If I were the premier-elect, I wouldn’t want to meet the community of Vancouver-Point Grey either. She’s got a tough record to defend to one of the most educated constituencies in British Columbia. But perhaps it’s not surprising. In avoiding these events, Christy continues a long tradition of Gordon Campbell’s to avoid community meetings in the riding.
For the last three weeks I have been knocking on doors and speaking to the Vancouver-Point Grey community about issues that matter to them. They are a diverse electorate and as such have a diverse set of issues they want their full-time MLA to address.
Our province needs prompt action on climate change, by using the money intended for the smart meter program to instead fund green jobs insulating and upgrading the energy efficiency of homes.
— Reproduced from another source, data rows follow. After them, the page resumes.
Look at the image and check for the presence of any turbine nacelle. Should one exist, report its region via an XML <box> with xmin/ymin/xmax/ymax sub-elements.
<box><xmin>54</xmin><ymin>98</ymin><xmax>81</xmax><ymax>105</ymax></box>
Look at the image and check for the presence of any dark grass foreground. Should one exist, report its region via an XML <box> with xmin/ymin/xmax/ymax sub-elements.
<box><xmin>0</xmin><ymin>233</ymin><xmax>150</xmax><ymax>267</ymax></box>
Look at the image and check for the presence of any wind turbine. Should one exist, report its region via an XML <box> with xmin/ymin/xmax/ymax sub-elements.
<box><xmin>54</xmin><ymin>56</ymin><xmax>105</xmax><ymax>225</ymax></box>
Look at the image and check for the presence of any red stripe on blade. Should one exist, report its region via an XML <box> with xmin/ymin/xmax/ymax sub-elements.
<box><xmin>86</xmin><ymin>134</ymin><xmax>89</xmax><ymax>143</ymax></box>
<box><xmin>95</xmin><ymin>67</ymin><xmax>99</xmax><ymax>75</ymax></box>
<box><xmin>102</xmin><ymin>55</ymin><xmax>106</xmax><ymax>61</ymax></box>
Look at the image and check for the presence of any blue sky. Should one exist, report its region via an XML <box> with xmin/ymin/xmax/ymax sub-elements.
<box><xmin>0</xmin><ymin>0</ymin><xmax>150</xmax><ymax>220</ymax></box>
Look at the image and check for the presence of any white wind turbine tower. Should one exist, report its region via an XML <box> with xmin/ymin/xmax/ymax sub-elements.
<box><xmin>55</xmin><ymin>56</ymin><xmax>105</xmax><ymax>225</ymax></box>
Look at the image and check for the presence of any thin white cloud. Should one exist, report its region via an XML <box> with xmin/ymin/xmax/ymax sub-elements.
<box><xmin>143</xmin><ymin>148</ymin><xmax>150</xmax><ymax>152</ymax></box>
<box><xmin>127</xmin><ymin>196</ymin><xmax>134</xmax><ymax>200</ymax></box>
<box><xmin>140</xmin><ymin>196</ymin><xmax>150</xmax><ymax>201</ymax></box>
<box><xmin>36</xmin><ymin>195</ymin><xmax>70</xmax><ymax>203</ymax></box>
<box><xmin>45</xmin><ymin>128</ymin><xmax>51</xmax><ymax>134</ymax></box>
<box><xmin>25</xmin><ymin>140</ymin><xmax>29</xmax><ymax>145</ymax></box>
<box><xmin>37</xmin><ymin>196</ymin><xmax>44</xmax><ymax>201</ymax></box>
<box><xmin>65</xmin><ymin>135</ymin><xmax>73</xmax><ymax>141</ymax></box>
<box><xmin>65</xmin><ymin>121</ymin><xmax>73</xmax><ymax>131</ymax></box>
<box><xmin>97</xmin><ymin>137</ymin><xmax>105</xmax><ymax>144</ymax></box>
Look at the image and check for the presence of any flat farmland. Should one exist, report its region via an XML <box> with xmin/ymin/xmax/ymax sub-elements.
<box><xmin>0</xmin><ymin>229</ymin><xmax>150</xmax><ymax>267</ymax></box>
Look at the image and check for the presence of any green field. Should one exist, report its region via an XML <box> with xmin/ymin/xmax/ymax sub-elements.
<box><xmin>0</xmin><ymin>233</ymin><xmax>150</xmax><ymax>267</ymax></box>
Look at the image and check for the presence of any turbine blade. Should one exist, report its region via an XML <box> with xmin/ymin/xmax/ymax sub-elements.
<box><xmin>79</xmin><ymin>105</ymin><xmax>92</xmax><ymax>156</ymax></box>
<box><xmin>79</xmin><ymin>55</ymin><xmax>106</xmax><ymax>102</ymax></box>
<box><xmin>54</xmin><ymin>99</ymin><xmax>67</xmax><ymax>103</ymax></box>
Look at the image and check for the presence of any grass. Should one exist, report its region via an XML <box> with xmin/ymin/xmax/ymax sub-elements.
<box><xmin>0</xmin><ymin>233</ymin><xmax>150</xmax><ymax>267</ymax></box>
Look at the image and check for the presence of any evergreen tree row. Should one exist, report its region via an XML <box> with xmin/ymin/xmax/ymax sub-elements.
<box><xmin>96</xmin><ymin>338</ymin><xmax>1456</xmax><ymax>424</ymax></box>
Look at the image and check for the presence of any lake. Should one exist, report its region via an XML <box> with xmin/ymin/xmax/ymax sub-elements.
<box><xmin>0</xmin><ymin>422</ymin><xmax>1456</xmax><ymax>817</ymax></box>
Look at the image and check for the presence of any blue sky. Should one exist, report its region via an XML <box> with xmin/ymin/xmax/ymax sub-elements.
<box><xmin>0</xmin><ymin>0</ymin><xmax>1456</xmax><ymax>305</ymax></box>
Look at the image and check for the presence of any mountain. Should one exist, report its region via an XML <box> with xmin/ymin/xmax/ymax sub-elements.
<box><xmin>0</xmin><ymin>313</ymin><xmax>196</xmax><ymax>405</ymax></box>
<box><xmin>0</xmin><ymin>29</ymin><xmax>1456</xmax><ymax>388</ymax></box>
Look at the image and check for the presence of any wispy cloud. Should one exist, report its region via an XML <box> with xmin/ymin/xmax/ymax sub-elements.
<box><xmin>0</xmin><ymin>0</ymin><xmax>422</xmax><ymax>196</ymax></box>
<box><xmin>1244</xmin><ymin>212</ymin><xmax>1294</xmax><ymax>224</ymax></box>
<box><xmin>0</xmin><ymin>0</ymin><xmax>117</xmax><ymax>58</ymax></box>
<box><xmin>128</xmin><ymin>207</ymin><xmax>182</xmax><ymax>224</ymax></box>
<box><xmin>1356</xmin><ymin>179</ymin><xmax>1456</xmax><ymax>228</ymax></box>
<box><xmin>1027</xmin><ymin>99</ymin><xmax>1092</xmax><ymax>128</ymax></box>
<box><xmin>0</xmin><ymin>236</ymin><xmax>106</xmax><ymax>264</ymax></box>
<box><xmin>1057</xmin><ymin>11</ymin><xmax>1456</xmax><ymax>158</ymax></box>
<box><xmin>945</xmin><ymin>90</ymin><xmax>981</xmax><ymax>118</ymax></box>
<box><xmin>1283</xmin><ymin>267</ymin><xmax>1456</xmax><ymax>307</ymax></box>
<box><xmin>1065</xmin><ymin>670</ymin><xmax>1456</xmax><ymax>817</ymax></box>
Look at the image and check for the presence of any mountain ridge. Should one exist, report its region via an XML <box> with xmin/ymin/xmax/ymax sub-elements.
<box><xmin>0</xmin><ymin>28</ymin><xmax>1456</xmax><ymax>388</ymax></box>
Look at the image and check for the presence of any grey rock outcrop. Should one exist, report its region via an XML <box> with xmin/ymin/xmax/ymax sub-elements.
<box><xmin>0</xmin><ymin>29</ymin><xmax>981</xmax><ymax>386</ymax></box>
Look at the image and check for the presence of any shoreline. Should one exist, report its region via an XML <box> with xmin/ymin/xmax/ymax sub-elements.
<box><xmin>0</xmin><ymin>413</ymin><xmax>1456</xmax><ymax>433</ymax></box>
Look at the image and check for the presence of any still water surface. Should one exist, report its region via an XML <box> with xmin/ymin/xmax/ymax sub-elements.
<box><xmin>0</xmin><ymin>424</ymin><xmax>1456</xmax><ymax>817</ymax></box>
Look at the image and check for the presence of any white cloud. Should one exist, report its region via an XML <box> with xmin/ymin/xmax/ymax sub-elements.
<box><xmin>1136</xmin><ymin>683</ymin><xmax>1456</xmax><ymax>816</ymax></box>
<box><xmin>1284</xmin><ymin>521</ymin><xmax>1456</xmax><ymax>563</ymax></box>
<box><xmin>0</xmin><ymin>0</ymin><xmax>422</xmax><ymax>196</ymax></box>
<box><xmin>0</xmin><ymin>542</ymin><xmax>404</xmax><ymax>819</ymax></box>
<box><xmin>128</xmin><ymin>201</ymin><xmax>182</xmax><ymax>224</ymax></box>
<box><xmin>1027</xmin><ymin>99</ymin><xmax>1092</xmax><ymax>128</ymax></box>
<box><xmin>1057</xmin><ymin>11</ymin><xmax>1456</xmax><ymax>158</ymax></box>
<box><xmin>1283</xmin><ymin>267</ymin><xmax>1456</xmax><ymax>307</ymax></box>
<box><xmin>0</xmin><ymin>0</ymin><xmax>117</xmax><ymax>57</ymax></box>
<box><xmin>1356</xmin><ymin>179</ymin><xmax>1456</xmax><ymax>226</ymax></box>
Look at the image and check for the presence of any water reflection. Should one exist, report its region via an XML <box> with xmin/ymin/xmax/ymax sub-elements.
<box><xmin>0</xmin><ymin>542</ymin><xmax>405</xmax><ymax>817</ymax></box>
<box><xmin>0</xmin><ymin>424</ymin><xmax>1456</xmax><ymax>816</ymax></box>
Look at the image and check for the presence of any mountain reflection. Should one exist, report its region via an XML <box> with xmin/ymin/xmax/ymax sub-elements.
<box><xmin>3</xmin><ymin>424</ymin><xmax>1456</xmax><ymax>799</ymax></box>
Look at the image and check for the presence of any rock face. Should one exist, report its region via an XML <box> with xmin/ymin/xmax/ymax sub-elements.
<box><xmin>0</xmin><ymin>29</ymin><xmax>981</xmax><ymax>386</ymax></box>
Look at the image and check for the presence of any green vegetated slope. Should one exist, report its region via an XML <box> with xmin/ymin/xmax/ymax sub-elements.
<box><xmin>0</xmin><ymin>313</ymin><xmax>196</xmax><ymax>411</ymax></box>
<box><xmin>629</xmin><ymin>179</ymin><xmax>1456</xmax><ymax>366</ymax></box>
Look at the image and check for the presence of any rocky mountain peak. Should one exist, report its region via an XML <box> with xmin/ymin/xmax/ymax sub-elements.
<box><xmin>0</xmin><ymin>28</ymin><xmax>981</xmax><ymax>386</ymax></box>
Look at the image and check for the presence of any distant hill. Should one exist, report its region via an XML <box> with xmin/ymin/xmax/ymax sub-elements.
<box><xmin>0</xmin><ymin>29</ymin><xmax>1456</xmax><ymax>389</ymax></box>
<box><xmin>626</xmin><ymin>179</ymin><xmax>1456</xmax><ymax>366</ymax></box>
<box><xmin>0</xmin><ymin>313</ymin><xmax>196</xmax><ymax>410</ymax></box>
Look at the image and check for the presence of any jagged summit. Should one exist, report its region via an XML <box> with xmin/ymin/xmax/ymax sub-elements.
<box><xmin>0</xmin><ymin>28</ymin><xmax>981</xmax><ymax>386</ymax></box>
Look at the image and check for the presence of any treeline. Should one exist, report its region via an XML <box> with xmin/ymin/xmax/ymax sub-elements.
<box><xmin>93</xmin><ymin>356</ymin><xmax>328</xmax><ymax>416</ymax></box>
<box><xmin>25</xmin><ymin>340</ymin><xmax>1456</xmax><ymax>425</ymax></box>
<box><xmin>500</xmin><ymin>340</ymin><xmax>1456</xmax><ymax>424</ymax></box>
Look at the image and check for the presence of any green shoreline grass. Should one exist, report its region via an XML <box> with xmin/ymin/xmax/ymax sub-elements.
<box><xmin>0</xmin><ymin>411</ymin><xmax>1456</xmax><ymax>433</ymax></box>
We need to shift our carbon tax revenues out of general revenue to fund tax cuts for banks and oil companies and towards investment in local transit initiatives.
Our wild Pacific salmon need to be protected with a ban on harmful net pen farming of Atlantic salmon.
Our precious north coast needs to be protected from oil tankers steaming oil sands fuel to Asia—we can do better than that for our future. Christy’s transition team in Victoria is headed by Gwyn Morgan, an anti-Kyoto lobbyist and tanker enthusiast from Encana.
When we take advantage of B.C.’s resources through mining and forestry, we need to do so with the best interests of community foremost in our minds. We can ban raw log exports and ensure critical jobs stay in the province, tied to our natural resources. We can refuse to approve environmentally harmful projects like the Prosperity Mine project outside of Williams Lake that proposes to turn pristine Fish Lake into a toxic tailings pond. Christy personally lobbied the prime minister to overturn a failed environmental assessment on the project.
By rolling back the last two years of corporate tax cuts that have funded record profits but little reinvestment in our community, we can fund critically needed earthquake safety upgrades for our schools, keeping our community’s kids safe. We can also reduce class sizes so that teachers can do their jobs properly, and ensure that kids who need extra attention get the teacher time they need to succeed and contribute to our society. While she was education minister, Christy passed a law, just overturned by the B.C. Supreme Court, that prevented teachers from talking about class sizes and composition during contract negotiations.
We need to revisit the vision for UBC Hospital, and the decision years ago to move away from 24-hour emergency care. We also need to know why patient rooms are being converted into offices, and exactly what the community care future for this hospital will be.
We’ve seen the destruction that broken promises and meaningless consultation around mass transit projects cause in Vancouver; we don’t want another Cambie Street open trench on Broadway. I’ll fight to make sure that consultation engages our community and that TransLink listens to what our community values—independent local businesses and efficient, community-based solutions. I’ll also make sure that promises made are kept. Vancouver-Point Grey’s best interests, from UBC to Kits, will be my priority all day, every day.
For too long our province has expected the police, emergency rooms, and expensive and controversial homeless shelters to be our “solution” to homelessness. Not only is this solution not a solution at all, it’s also more expensive than simply housing people in supported social housing. We can’t waste any more money or time on solutions that aren’t solutions, and that treat those among us who need a hand as not deserving of our time or compassion. If we can put a roof on B.C. Place, we can put a roof on our homeless. Christy is on record saying that the province can’t afford social housing. Perhaps it’s because we spent $1 billion on a convention centre and mega casinos in Vancouver seem to be our province’s focus.
Here for the community
Vancouver-Point Grey has had an absentee representative before in Gordon Campbell, and appears to have an aspiring absentee representative in Christy Clark. It’s time for real change in Vancouver-Point Grey, starting with this by-election.
David Eby is the NDP candidate for the Vancouver-Point Grey by-election.